Quase tive um treco! E, desta vez, não foi o maldito cheiro de peixes frescos da sessão de congelados do supermercado. Acho que chega a ser irônico: Quando uma mulher corta o cabelo, isso realmente quer dizer; isso eu digo com toda a convicção e posso afirmar com toda veracidade; que uma grande, imensa e incomensurável virada radical acaba de acontecer na vida dela. Porque senão, não cortaria o cabelo, não tão aparentemente assim, de supetão, como se corta as unhas... quando elas, - as mulheres - cortam os cabelos, quer dizer que algo errado aconteceu. Ou algo extraordinário, isto quer dizer, que, logo ocorreu algo fora da rotina da fulana. Uma excentricidade anti-programável, eu diria.

Na outra ponta do corredor, junto à sessão de cosméticos; entre os barbeadores cor-de-rosa para depilação e as tinturas mágicas que prometem deixar seus cabelos iguais aos da Madonna, estava ela. Contudo, fazia tempo que não via aquele rosto. A última vez, fora em um Drive-In, às escondidas. Eu a olhava, pasmem, futucando uma coloração nova no mercado da beleza, cheirando e lendo as instruções de uso... Seus cabelos, porém estavam curtos demais, arrepiadas atrás e com uma espessa franja Channel caídas aos olhos. Será que ela virou lésbica, e é o "homenzinho" da relação? Será quevirou Comunista? Pior. Será que ela está ouvindo NX Zero? Oh, Deus! Isso seria terrível! Todavia, Flávia sempre teve mesmo uma icógnita musical... Afinal, quem em sã consiência, no final da primeira década do século 21, ouve Beto Barbosa? Porém, eu tinha a sensação que era mais que um simples disco de vinil em sua vitrola.

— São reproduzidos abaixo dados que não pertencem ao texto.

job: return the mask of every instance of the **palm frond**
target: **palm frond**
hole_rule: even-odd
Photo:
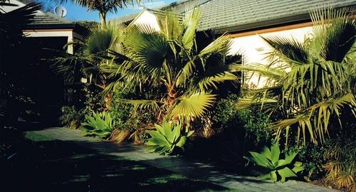
[[[160,102],[147,100],[135,100],[119,99],[117,100],[117,102],[132,105],[134,106],[135,111],[137,111],[137,110],[150,110],[153,111],[158,111],[159,110],[159,104],[161,104]]]
[[[270,58],[278,57],[287,63],[303,64],[308,62],[308,49],[302,43],[294,38],[279,36],[261,36],[273,51]]]
[[[181,117],[192,119],[201,117],[211,107],[215,95],[205,92],[196,92],[188,96],[182,96],[174,105],[169,117]]]
[[[293,124],[297,124],[299,129],[298,133],[303,133],[303,138],[305,142],[306,134],[308,134],[310,139],[314,143],[324,142],[325,135],[328,135],[328,127],[330,119],[340,119],[337,118],[341,113],[341,110],[348,105],[355,114],[356,102],[352,93],[348,93],[335,99],[315,104],[301,114],[294,118],[282,120],[273,126],[272,128],[283,129],[290,127]],[[356,116],[354,115],[355,117]],[[339,122],[340,126],[342,126]],[[298,135],[299,138],[300,135]]]
[[[356,40],[355,7],[315,8],[310,11],[315,53],[325,60],[341,63]]]
[[[137,70],[146,73],[160,70],[167,56],[172,54],[164,36],[142,25],[131,27],[129,33],[124,45],[130,53],[127,56],[136,63]]]
[[[189,11],[184,20],[184,26],[185,31],[184,32],[182,42],[183,46],[187,50],[190,50],[195,41],[195,34],[199,24],[200,17],[200,11],[198,9],[192,9]]]

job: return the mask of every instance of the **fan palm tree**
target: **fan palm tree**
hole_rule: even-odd
[[[53,0],[54,1],[65,3],[68,0]],[[133,5],[134,2],[140,4],[140,0],[70,0],[71,3],[88,8],[88,10],[98,11],[100,23],[106,24],[106,14],[108,12],[117,12],[117,8],[122,9],[128,4]]]
[[[93,26],[87,37],[68,44],[74,44],[78,48],[74,54],[63,53],[63,55],[53,60],[53,72],[68,84],[86,78],[88,83],[104,87],[105,77],[99,66],[112,59],[108,53],[109,50],[119,51],[117,46],[122,41],[123,28],[122,25],[114,23]]]
[[[269,78],[266,87],[253,90],[253,97],[239,102],[240,107],[259,106],[271,119],[278,135],[286,131],[296,139],[323,143],[330,130],[347,126],[342,117],[356,112],[355,8],[317,9],[310,13],[313,36],[294,38],[263,36],[272,48],[271,63],[240,68]],[[288,70],[286,70],[288,69]],[[350,125],[348,125],[350,127]],[[355,126],[355,123],[353,125]],[[345,127],[344,127],[345,129]]]
[[[115,79],[108,89],[120,85],[121,88],[153,92],[152,98],[120,101],[136,109],[150,109],[159,121],[200,117],[214,103],[216,95],[211,91],[219,83],[238,80],[234,70],[238,64],[227,61],[230,37],[223,35],[198,48],[199,12],[194,9],[187,13],[182,16],[162,12],[157,16],[159,28],[148,24],[130,26],[122,51],[111,52],[123,61],[101,66]]]

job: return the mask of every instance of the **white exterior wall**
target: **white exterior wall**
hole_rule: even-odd
[[[266,53],[271,50],[260,36],[268,37],[275,36],[293,38],[297,41],[303,42],[305,37],[310,36],[312,33],[312,27],[303,27],[295,29],[280,31],[276,32],[264,33],[260,34],[250,35],[241,37],[236,37],[233,39],[231,54],[241,53],[244,55],[244,65],[251,63],[261,63],[266,65],[268,61],[266,59]],[[247,75],[247,76],[251,76]],[[245,80],[245,82],[248,85],[254,85],[258,88],[263,87],[266,85],[266,78],[261,78],[254,75],[249,80]]]
[[[27,37],[66,37],[67,43],[73,41],[74,32],[68,31],[26,31],[23,33]],[[69,45],[67,48],[67,53],[73,54],[73,45]]]
[[[157,31],[159,31],[159,26],[158,25],[156,16],[146,10],[141,11],[136,18],[130,23],[130,25],[135,24],[149,25],[155,28]]]

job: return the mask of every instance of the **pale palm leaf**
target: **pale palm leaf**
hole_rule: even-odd
[[[205,92],[196,92],[191,95],[182,96],[169,116],[187,119],[201,117],[204,111],[213,105],[214,100],[214,95]]]

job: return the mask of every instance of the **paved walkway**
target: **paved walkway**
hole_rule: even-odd
[[[239,191],[338,191],[305,182],[288,181],[285,183],[272,183],[259,181],[255,177],[226,174],[209,164],[189,161],[182,157],[163,156],[147,153],[144,146],[130,143],[114,144],[98,139],[85,137],[81,136],[80,132],[78,130],[56,127],[33,132],[58,140],[73,142],[79,146],[96,150],[99,154],[140,161],[159,169],[202,179],[219,186],[237,189]]]

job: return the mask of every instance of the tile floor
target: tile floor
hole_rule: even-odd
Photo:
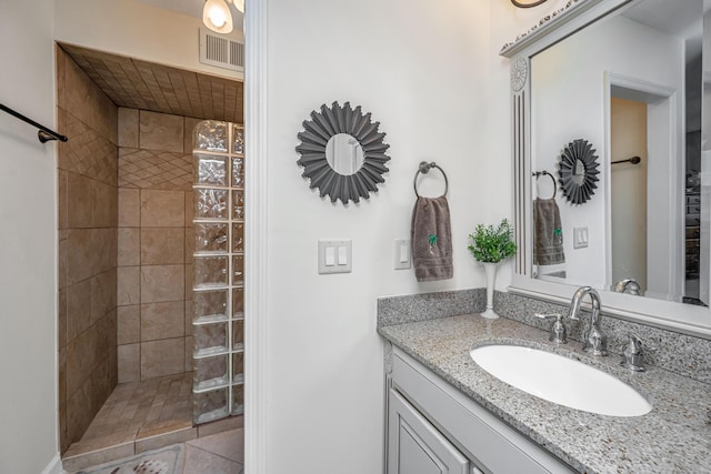
[[[243,428],[182,443],[183,467],[174,474],[243,474]]]
[[[224,457],[220,456],[219,452],[206,451],[210,443],[203,440],[228,430],[241,428],[242,417],[234,416],[192,426],[191,389],[192,373],[119,384],[91,422],[83,437],[64,453],[62,458],[64,470],[79,471],[108,461],[187,442],[192,443],[187,451],[192,454],[187,456],[186,468],[191,465],[188,461],[193,457],[204,458],[206,453]],[[241,441],[237,444],[241,450]],[[228,461],[234,462],[229,457]],[[230,468],[233,467],[230,466]],[[210,473],[210,471],[202,472]],[[239,473],[240,470],[224,472]]]

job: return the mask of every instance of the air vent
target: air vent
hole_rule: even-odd
[[[232,71],[244,71],[244,44],[236,38],[200,28],[200,62]]]

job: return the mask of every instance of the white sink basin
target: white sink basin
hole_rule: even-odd
[[[471,359],[519,390],[575,410],[641,416],[652,405],[624,382],[575,360],[519,345],[472,349]]]

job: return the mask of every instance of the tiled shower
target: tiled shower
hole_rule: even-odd
[[[196,437],[193,418],[208,422],[242,413],[242,129],[119,107],[87,64],[111,69],[121,63],[127,71],[131,60],[68,50],[72,56],[57,48],[58,129],[70,137],[58,147],[61,452],[81,444],[77,442],[88,428],[87,435],[98,434],[96,440],[81,450],[72,446],[69,454],[93,451],[96,443],[123,446],[129,438],[131,448],[151,448],[157,434],[173,427],[179,436]],[[134,65],[148,74],[141,63]],[[172,74],[173,83],[191,78],[161,68],[149,71],[158,82],[163,72]],[[230,99],[214,90],[210,107]],[[223,149],[193,141],[201,123],[222,124]],[[199,154],[193,159],[194,148]],[[200,155],[223,157],[229,182],[193,183],[204,161]],[[229,194],[224,221],[194,214],[204,203],[197,194],[206,189]],[[218,221],[229,229],[227,252],[196,249],[200,232]],[[214,259],[229,263],[203,265]],[[197,275],[217,270],[224,284],[207,288],[193,281],[193,260]],[[204,297],[219,292],[229,299],[221,312],[216,300]],[[147,399],[151,390],[154,394]],[[134,400],[120,400],[127,394]],[[99,420],[106,414],[127,418],[126,426],[109,426]],[[136,422],[143,415],[148,421]],[[216,423],[204,426],[206,434],[221,430]]]

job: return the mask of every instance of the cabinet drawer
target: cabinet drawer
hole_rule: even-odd
[[[395,349],[392,384],[474,464],[494,473],[571,473],[568,465]]]

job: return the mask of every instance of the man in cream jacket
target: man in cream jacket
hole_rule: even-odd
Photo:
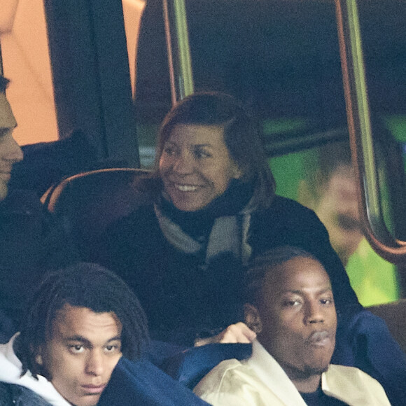
[[[220,363],[194,392],[214,406],[388,405],[377,381],[330,364],[337,314],[328,275],[308,253],[281,247],[249,271],[246,323],[258,334],[247,360]]]

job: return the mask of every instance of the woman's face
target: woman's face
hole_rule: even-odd
[[[241,175],[224,142],[223,127],[178,124],[160,159],[164,188],[179,210],[203,209]]]

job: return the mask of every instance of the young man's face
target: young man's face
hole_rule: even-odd
[[[114,313],[65,304],[41,351],[57,391],[75,406],[94,406],[121,357],[121,323]]]
[[[325,371],[335,344],[330,279],[312,258],[296,257],[268,272],[258,310],[260,342],[292,379]]]
[[[22,159],[22,151],[13,138],[16,125],[6,95],[0,92],[0,201],[7,195],[13,164]]]

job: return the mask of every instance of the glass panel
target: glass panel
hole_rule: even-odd
[[[401,0],[357,4],[384,221],[406,241],[406,7]]]

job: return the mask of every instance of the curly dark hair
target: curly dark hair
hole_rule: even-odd
[[[296,257],[308,258],[320,262],[314,255],[295,246],[281,246],[271,248],[253,258],[248,266],[246,300],[256,304],[264,286],[264,279],[272,268]]]
[[[139,358],[149,342],[146,316],[127,285],[100,265],[77,262],[48,274],[32,298],[17,339],[22,374],[27,370],[36,378],[46,374],[35,358],[50,340],[57,314],[66,304],[114,312],[122,324],[122,352],[130,359]]]

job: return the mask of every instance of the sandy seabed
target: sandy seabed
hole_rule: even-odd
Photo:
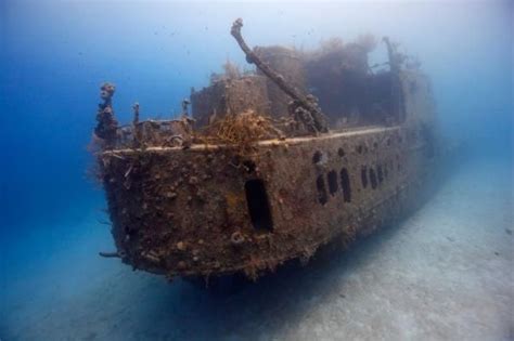
[[[232,293],[99,258],[113,246],[94,217],[66,233],[41,226],[5,247],[0,339],[513,339],[511,172],[462,165],[398,226]]]

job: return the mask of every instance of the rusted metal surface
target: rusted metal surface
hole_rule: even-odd
[[[365,74],[363,87],[388,78],[381,87],[390,97],[376,100],[382,112],[370,109],[373,102],[362,105],[357,127],[303,136],[293,130],[244,153],[203,141],[187,117],[134,118],[118,128],[114,147],[98,156],[117,248],[104,255],[169,277],[243,272],[257,278],[395,221],[420,202],[437,139],[428,79],[419,70],[391,71]],[[269,110],[266,83],[246,75],[196,92],[196,122]]]

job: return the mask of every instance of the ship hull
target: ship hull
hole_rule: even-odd
[[[100,156],[118,254],[172,276],[250,278],[342,247],[412,210],[431,180],[420,127],[229,146],[127,148]]]

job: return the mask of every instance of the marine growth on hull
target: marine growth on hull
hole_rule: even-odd
[[[388,38],[332,39],[313,51],[250,49],[191,90],[178,119],[119,126],[101,89],[94,136],[117,251],[169,277],[244,272],[344,245],[413,205],[433,161],[433,104],[419,63]],[[406,143],[409,143],[407,147]]]

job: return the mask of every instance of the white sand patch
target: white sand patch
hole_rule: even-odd
[[[511,166],[470,163],[400,226],[233,294],[132,272],[72,238],[7,285],[2,340],[506,340],[513,338]],[[89,228],[91,226],[86,226]]]

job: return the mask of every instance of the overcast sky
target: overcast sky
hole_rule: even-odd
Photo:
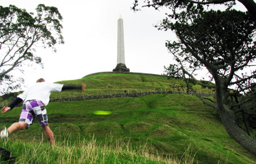
[[[98,72],[112,71],[117,65],[117,20],[123,20],[125,62],[131,72],[163,73],[164,66],[173,63],[164,43],[175,40],[171,32],[154,27],[164,18],[160,11],[143,8],[131,10],[134,0],[1,0],[0,5],[14,5],[33,12],[38,4],[56,7],[63,17],[65,44],[51,49],[38,49],[44,68],[26,70],[25,85],[40,77],[55,82],[73,80]]]

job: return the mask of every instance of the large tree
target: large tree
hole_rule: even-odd
[[[39,5],[36,13],[28,13],[14,5],[0,6],[0,89],[6,93],[20,85],[22,77],[14,77],[16,70],[23,72],[24,65],[42,66],[36,50],[64,44],[62,16],[57,8]],[[19,80],[17,80],[19,79]]]
[[[238,1],[246,8],[251,16],[256,20],[256,3],[254,0],[134,0],[133,10],[139,10],[138,8],[139,1],[143,2],[143,7],[153,7],[156,10],[162,6],[167,6],[174,12],[174,14],[181,9],[187,10],[188,7],[192,5],[208,7],[212,5],[223,5],[231,7],[236,4],[236,1]]]
[[[225,5],[229,7],[224,11],[205,11],[204,5],[213,2],[227,2]],[[172,11],[157,25],[159,29],[175,31],[178,38],[166,43],[179,66],[179,68],[171,65],[169,70],[181,71],[188,87],[217,110],[230,136],[256,155],[255,19],[251,11],[245,14],[230,10],[234,2],[152,1],[146,6],[166,5]],[[202,68],[207,69],[209,82],[213,83],[201,83],[195,77],[195,71]],[[197,95],[191,87],[191,80],[214,89],[214,101]]]

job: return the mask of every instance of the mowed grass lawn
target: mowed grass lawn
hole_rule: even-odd
[[[158,94],[52,102],[47,109],[57,143],[68,140],[71,144],[79,144],[83,139],[93,138],[100,145],[114,146],[122,141],[134,149],[146,145],[152,154],[164,157],[181,158],[190,147],[199,163],[256,161],[228,135],[215,110],[193,96]],[[9,126],[17,121],[20,110],[15,107],[0,115],[0,125]],[[112,114],[97,115],[93,114],[96,110]],[[42,137],[47,143],[35,120],[29,130],[14,133],[9,139],[30,143]],[[15,146],[10,149],[15,150]]]

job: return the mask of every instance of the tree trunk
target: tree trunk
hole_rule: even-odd
[[[242,146],[256,156],[256,140],[249,136],[236,123],[236,116],[230,110],[220,111],[221,120],[229,135]]]
[[[253,18],[256,20],[256,3],[253,0],[238,0],[245,6]]]

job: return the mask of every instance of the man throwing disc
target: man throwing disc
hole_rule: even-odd
[[[86,84],[81,86],[55,84],[46,82],[44,79],[39,79],[36,84],[19,94],[17,97],[7,106],[3,107],[2,113],[5,113],[11,110],[19,103],[24,101],[22,110],[18,122],[13,123],[7,130],[5,127],[0,132],[2,139],[6,139],[11,133],[28,129],[33,123],[33,120],[36,118],[44,131],[46,138],[51,144],[54,145],[55,139],[53,133],[50,129],[47,118],[47,113],[45,106],[49,101],[51,92],[61,92],[66,89],[85,89]]]

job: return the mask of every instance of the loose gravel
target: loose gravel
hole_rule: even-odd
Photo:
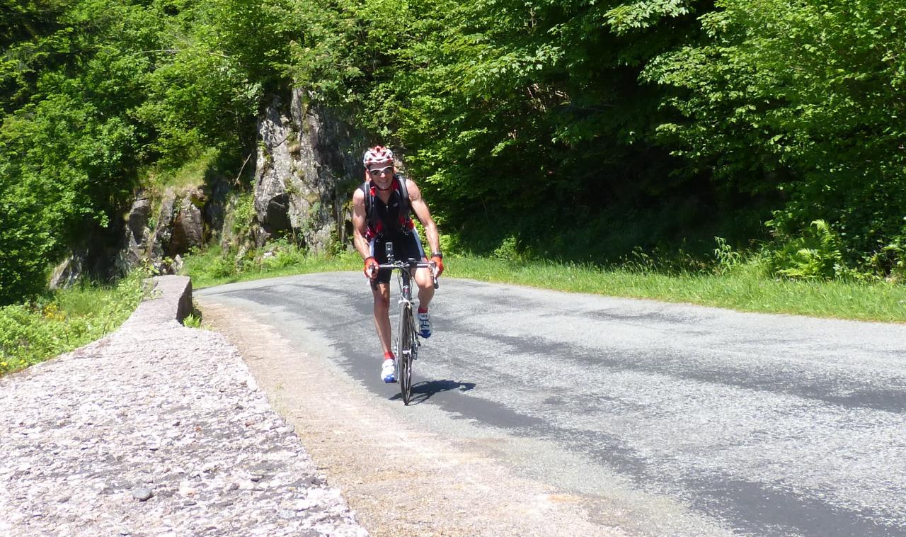
[[[0,534],[367,535],[235,347],[134,317],[0,378]]]

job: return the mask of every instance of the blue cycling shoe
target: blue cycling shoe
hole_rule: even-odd
[[[431,337],[431,317],[428,317],[427,313],[419,314],[419,336]]]
[[[396,360],[384,359],[383,365],[381,366],[381,378],[388,384],[396,382]]]

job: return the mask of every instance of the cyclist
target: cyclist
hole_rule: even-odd
[[[374,326],[384,352],[381,366],[381,378],[384,382],[396,382],[393,351],[390,349],[390,269],[378,269],[378,264],[387,262],[385,245],[393,244],[396,259],[410,258],[427,261],[419,233],[412,222],[410,211],[415,213],[431,247],[431,261],[438,276],[444,270],[443,255],[438,227],[431,219],[428,205],[421,199],[419,187],[412,181],[397,172],[393,164],[393,152],[386,147],[376,145],[369,148],[362,157],[365,166],[365,181],[352,194],[352,242],[365,260],[364,272],[371,285],[374,296]],[[419,332],[422,337],[431,335],[431,319],[428,307],[434,297],[434,285],[430,270],[419,268],[414,279],[419,285]]]

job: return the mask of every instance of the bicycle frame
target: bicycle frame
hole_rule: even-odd
[[[408,259],[406,261],[393,260],[393,244],[388,242],[387,260],[378,265],[378,269],[389,268],[400,270],[397,275],[397,284],[400,288],[400,328],[397,331],[398,343],[396,350],[397,379],[400,382],[400,392],[404,405],[409,405],[411,399],[412,360],[419,354],[421,340],[419,338],[419,329],[415,324],[415,315],[412,312],[412,278],[413,270],[418,268],[431,268],[434,288],[438,288],[438,276],[434,263]]]

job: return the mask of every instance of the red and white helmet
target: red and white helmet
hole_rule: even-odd
[[[369,148],[361,157],[361,163],[367,168],[369,164],[378,164],[393,161],[393,151],[382,145]]]

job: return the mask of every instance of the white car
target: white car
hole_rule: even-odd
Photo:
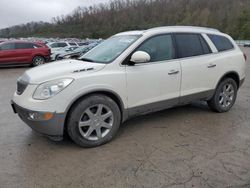
[[[217,30],[160,27],[112,36],[79,60],[30,69],[13,109],[32,129],[83,147],[109,142],[122,122],[196,100],[216,112],[234,105],[246,57]]]

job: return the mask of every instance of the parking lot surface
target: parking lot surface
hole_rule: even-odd
[[[247,74],[250,74],[250,48]],[[131,119],[104,146],[35,134],[10,99],[27,68],[0,69],[0,187],[250,187],[250,77],[228,113],[194,103]]]

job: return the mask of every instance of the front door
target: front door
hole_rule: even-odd
[[[171,34],[147,39],[136,51],[147,52],[151,60],[126,66],[130,115],[148,113],[179,102],[181,67],[175,58]]]

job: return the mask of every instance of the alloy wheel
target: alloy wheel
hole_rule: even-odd
[[[87,108],[78,124],[80,134],[87,140],[96,141],[104,138],[112,129],[114,114],[104,104]]]

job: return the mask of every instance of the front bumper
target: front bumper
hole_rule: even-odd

Ela me viu. Eu ja havia visto-a. Ela sorriu. Eu acenei. Flávia vestia uma blusa com a estampa do Luke Skywalker em alto relevo, mini saia drapeada e tênis. Eu poderia até jurar que aquelas meia-calças pretas e transparentes foram compradas em um desses brechós da internet. Tentei fazer cara de surpresa. Ela veio e minha direção, sorrindo:

- Maurício!

-Tá diferente, Flávia...

-Talvez.

-Tá misteriosa...

-Um pouco... e você está bem?

-Depende. - eu disse. Daí ela fez uma careta estranha e respondeu num monossílado interrogativo.

-Hã?

-Depende do ponto de vista que você defende, do que é estar bem.- eu disse.

-Tá. Você está bem?

-Estou, por que não estaria?

-Talvez por defender o ponto de vista errado em estar bem.- disse ela.

-Talvez.- eu disse.

-E você, como veio parar aqui?

-Sei lá, isto é um supermercado... centenas de pessoas passam por aqui todos os dias.

-Oh, claro...

-Eu, por exemplo, cheguei aqui com uma perna direita, depois a esquerda, utilizando sempre coordenadas sucessivas e alternância...

-Muito engraçado.

-E você, fazendo o quê? - perguntei.

-Mudei de curso. Faço fotografia, acabei de voltar de um seminário em Hong Kong... você curte fotografia?- perguntou ela, dando um jeito na franja.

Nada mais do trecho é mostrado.